Jan 14th, 2012 | By | Category: For Senior Women

A Relationship with Memories

The editor of AARP The Magazine, Nancy Perry Graham, wrote about making memories in a recent edition.  She wrote about a trip her mother, daughter and she took to New York City recently.  Her final paragraph struck a chord with me:  “The anxious and angry moments are fleeting; the mess from the play dough can be swept away. But the memories of good times together stay with us for a lifetime.”

I still feel the huge hole left in my life when my father died just two weeks ago. He was 96, so his presence in my life was forged both with many years of being together as well as a deep and abiding love that a daddy and daughter feel for each other.  I’m now forced to look for ways to make that hole go away, or at least get smaller so life doesn’t feel quite so empty.

Memories, Distant and Recent

And I’m now beginning to realize the answer is in the memories, such as Graham wrote about.  Memories of a childhood with my hard-working father who always made time to help us trim the Christmas tree, cut the pumpkins faces for our jack-0-lanterns, come to all our piano and organ recitals, attend church on Sunday mornings, teach us how to drive a car and give each of us away on our wedding day.

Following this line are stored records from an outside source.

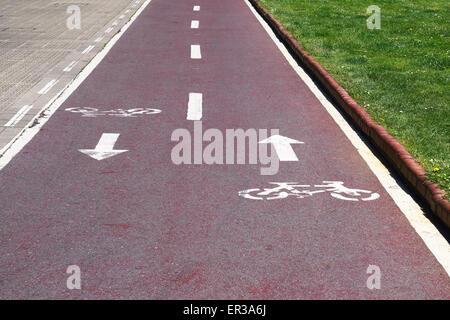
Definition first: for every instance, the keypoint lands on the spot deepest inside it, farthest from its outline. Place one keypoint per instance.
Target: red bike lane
(139, 226)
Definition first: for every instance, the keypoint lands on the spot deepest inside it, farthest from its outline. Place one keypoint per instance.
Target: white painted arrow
(104, 148)
(283, 147)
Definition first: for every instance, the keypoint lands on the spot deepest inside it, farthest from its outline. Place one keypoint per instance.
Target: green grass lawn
(399, 73)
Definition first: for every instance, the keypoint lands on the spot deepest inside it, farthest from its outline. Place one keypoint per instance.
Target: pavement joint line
(88, 49)
(430, 235)
(18, 116)
(48, 86)
(196, 51)
(70, 66)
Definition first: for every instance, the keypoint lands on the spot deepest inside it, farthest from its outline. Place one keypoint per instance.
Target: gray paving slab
(34, 37)
(36, 46)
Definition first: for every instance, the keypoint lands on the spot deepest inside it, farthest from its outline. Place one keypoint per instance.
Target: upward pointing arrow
(283, 147)
(104, 148)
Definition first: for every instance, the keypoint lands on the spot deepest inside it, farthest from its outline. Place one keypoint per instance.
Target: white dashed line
(70, 66)
(88, 49)
(18, 116)
(196, 52)
(195, 108)
(48, 86)
(195, 24)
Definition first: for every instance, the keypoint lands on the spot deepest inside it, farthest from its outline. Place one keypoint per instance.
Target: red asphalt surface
(139, 226)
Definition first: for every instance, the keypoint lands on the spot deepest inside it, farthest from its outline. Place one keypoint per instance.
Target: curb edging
(394, 152)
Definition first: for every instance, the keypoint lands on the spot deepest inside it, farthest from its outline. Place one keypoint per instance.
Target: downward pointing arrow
(283, 147)
(104, 148)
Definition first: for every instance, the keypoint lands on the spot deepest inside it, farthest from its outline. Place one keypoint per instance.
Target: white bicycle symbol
(286, 189)
(130, 113)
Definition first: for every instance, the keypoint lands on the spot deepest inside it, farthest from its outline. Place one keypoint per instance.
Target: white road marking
(432, 238)
(18, 116)
(195, 106)
(88, 49)
(194, 24)
(70, 66)
(196, 52)
(104, 148)
(48, 86)
(16, 144)
(282, 146)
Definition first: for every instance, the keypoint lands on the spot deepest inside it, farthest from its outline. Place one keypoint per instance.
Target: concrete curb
(395, 153)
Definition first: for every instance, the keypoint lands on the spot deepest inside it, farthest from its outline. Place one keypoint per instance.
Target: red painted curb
(394, 152)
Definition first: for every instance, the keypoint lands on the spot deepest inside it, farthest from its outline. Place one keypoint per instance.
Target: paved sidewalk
(35, 42)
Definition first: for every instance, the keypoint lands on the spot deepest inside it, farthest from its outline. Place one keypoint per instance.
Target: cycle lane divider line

Our family vacations were such fun!  We went fishing in Northern Minnesota because Daddy loved to fish.  But my sisters and I loved water skiing, so the compromise was to fish every morning and water ski every afternoon.  He loved driving the boat and pulling us on skis behind him.  Mom spent half her time in the boat with him and the other half skiing with us.

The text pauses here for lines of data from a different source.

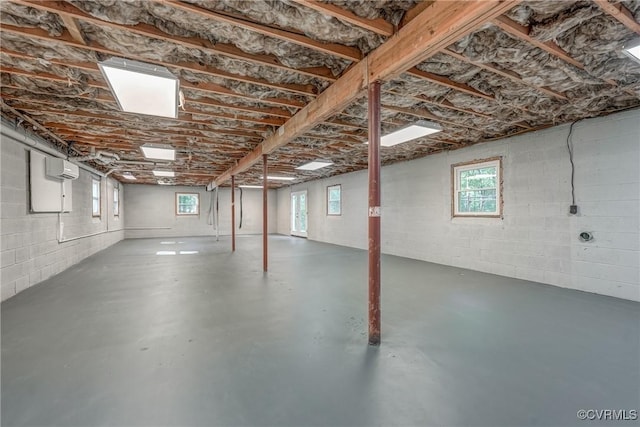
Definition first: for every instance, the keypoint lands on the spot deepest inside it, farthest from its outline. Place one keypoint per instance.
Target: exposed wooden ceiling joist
(504, 73)
(620, 12)
(340, 51)
(66, 39)
(185, 120)
(73, 28)
(147, 30)
(439, 25)
(522, 32)
(378, 26)
(211, 88)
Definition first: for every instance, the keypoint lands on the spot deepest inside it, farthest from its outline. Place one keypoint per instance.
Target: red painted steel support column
(374, 213)
(233, 213)
(265, 223)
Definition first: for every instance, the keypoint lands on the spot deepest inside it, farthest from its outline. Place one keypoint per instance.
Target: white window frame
(457, 168)
(96, 184)
(329, 188)
(184, 193)
(116, 201)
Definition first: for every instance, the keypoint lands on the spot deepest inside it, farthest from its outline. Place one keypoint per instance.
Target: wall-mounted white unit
(48, 194)
(61, 169)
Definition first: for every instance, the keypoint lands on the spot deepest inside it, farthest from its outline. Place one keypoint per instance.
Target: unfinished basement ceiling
(247, 67)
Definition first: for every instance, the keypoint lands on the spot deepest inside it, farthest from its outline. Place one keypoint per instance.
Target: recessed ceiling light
(632, 49)
(408, 133)
(411, 132)
(315, 165)
(279, 178)
(158, 151)
(142, 88)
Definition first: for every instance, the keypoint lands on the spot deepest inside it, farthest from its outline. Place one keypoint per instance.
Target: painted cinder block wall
(30, 251)
(151, 212)
(536, 239)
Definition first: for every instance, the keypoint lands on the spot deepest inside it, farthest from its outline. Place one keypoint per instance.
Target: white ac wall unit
(61, 169)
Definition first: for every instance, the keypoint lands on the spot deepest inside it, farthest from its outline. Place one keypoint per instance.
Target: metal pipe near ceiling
(33, 141)
(374, 213)
(265, 225)
(233, 213)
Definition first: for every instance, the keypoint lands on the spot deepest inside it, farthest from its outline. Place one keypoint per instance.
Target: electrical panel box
(47, 194)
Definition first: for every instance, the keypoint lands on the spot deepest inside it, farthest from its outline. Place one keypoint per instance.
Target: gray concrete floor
(130, 337)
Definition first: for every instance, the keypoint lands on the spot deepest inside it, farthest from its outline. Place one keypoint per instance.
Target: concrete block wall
(536, 239)
(30, 247)
(151, 212)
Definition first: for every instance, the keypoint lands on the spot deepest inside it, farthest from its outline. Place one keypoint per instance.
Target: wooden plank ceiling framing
(287, 78)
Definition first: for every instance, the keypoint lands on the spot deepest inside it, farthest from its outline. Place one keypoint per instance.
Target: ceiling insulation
(247, 67)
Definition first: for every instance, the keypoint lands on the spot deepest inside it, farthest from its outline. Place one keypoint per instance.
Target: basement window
(477, 188)
(95, 197)
(116, 201)
(187, 204)
(334, 200)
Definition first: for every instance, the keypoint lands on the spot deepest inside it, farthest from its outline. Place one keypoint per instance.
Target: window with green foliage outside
(477, 188)
(187, 204)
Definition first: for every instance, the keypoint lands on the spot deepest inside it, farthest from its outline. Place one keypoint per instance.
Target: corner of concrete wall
(30, 250)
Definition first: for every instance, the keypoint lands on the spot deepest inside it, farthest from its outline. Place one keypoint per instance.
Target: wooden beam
(440, 25)
(66, 39)
(132, 121)
(522, 32)
(334, 49)
(434, 29)
(197, 86)
(274, 116)
(443, 81)
(414, 11)
(378, 25)
(621, 14)
(504, 73)
(147, 30)
(101, 97)
(36, 124)
(73, 28)
(416, 112)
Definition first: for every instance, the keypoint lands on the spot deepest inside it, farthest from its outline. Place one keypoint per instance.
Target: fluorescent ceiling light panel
(279, 178)
(632, 49)
(408, 133)
(142, 88)
(315, 165)
(158, 151)
(170, 174)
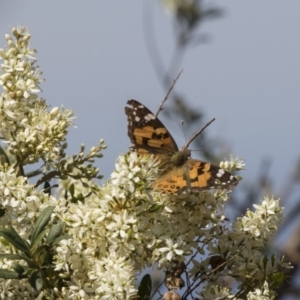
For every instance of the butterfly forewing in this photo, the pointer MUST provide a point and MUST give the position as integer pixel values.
(146, 132)
(178, 172)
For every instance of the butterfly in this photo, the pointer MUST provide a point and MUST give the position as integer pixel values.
(178, 171)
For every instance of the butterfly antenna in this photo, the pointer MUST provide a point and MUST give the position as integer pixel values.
(182, 124)
(199, 132)
(168, 93)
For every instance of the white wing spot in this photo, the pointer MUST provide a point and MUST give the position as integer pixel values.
(149, 117)
(220, 173)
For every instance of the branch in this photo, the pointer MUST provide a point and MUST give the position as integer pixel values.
(168, 93)
(197, 133)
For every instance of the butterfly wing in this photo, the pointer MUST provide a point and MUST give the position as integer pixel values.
(195, 174)
(146, 132)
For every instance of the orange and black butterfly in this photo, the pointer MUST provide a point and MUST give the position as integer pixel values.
(178, 172)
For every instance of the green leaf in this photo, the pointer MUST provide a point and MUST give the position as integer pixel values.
(2, 152)
(11, 256)
(37, 241)
(18, 268)
(277, 278)
(144, 291)
(72, 189)
(41, 222)
(17, 257)
(39, 254)
(62, 237)
(55, 232)
(36, 280)
(8, 274)
(10, 235)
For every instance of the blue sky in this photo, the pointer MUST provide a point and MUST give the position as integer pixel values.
(94, 58)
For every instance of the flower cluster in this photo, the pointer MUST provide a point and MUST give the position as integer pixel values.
(118, 229)
(26, 124)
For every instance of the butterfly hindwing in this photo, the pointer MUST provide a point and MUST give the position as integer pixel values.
(178, 172)
(145, 130)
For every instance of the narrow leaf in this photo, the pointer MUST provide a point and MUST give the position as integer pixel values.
(8, 274)
(55, 231)
(10, 235)
(36, 280)
(144, 291)
(41, 222)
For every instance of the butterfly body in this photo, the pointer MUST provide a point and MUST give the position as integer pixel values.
(178, 172)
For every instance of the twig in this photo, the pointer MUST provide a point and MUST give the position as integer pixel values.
(168, 93)
(197, 133)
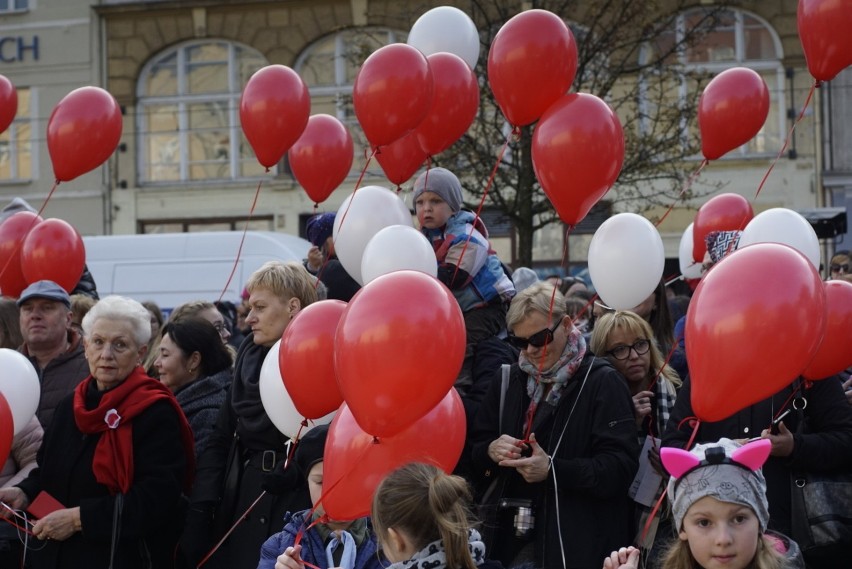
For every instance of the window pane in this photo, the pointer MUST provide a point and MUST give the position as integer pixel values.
(719, 43)
(758, 41)
(207, 78)
(161, 80)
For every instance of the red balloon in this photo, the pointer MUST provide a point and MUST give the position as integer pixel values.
(306, 359)
(731, 111)
(725, 212)
(392, 92)
(8, 103)
(834, 354)
(531, 63)
(50, 240)
(824, 32)
(355, 462)
(274, 110)
(401, 158)
(322, 157)
(752, 327)
(577, 152)
(7, 429)
(454, 103)
(399, 348)
(12, 233)
(83, 130)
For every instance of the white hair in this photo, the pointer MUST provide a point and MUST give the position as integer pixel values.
(120, 308)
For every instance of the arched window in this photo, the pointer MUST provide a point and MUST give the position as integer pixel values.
(188, 114)
(735, 38)
(329, 66)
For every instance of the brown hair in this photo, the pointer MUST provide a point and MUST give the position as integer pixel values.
(678, 556)
(631, 322)
(285, 280)
(426, 504)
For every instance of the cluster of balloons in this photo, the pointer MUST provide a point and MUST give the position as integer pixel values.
(359, 366)
(29, 249)
(415, 100)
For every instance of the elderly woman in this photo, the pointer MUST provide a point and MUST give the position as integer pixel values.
(559, 443)
(627, 340)
(116, 456)
(197, 369)
(245, 447)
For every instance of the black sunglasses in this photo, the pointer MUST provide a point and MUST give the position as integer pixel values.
(537, 340)
(622, 352)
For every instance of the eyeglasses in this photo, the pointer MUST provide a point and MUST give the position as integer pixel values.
(537, 340)
(641, 347)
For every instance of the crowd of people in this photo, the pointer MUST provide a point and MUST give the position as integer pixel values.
(151, 446)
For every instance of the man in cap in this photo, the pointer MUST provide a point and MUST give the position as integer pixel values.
(51, 344)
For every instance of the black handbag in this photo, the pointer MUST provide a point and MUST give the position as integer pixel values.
(820, 504)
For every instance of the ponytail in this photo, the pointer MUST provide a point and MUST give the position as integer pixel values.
(427, 505)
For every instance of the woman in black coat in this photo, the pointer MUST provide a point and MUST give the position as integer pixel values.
(245, 449)
(116, 457)
(573, 471)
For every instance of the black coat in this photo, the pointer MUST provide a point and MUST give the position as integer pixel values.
(151, 516)
(594, 464)
(231, 476)
(826, 447)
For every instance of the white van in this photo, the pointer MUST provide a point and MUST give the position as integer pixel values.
(172, 268)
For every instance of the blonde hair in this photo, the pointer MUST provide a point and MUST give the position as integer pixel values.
(535, 298)
(639, 327)
(284, 280)
(678, 556)
(426, 504)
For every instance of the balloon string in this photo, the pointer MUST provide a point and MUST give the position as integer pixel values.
(346, 211)
(686, 186)
(242, 241)
(787, 140)
(515, 131)
(232, 528)
(33, 223)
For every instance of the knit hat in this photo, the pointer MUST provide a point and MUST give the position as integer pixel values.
(310, 449)
(723, 470)
(442, 182)
(320, 228)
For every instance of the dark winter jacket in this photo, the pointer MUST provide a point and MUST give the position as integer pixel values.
(200, 401)
(313, 547)
(59, 377)
(151, 514)
(594, 464)
(242, 452)
(826, 447)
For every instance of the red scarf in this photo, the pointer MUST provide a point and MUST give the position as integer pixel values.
(113, 418)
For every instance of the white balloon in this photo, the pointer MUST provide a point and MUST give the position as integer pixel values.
(20, 386)
(688, 267)
(396, 248)
(785, 226)
(373, 208)
(277, 402)
(626, 260)
(446, 29)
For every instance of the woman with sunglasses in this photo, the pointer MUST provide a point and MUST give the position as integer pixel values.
(627, 340)
(557, 448)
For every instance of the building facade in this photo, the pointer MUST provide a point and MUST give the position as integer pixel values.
(178, 69)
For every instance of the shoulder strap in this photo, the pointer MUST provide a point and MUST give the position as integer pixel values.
(504, 387)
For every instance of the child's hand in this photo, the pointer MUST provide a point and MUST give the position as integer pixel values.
(624, 558)
(290, 559)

He paid for college educations for all four of us, without a whimper.  He even helped with a couple of Masters degrees.  He and Mom took our Brazilian exchange-student sister into their home for almost a year, loving her and providing for her as they did for the four of us.

The most recent memories were intentionally created just three weeks before he died.  Jerry and I traveled to Arizona to spend two weeks there, creating memories that we knew would carry us beyond his earthly life.  We did not know how soon he would die.  We just knew he was failing.  So we had lunch or brunch or dinner together every day for 10 days, always with his favorite Merlot wine by his plate.  We laughed our way through those happy times, enjoying the witty things that would surface through his dementia.  And we always ended our days together with hugs and reassurances of our commonly shared love and devotion with him and our step-mom. He died 12 days after we departed.

The memories make all the difference.  The hole just got a little smaller, a little less daunting.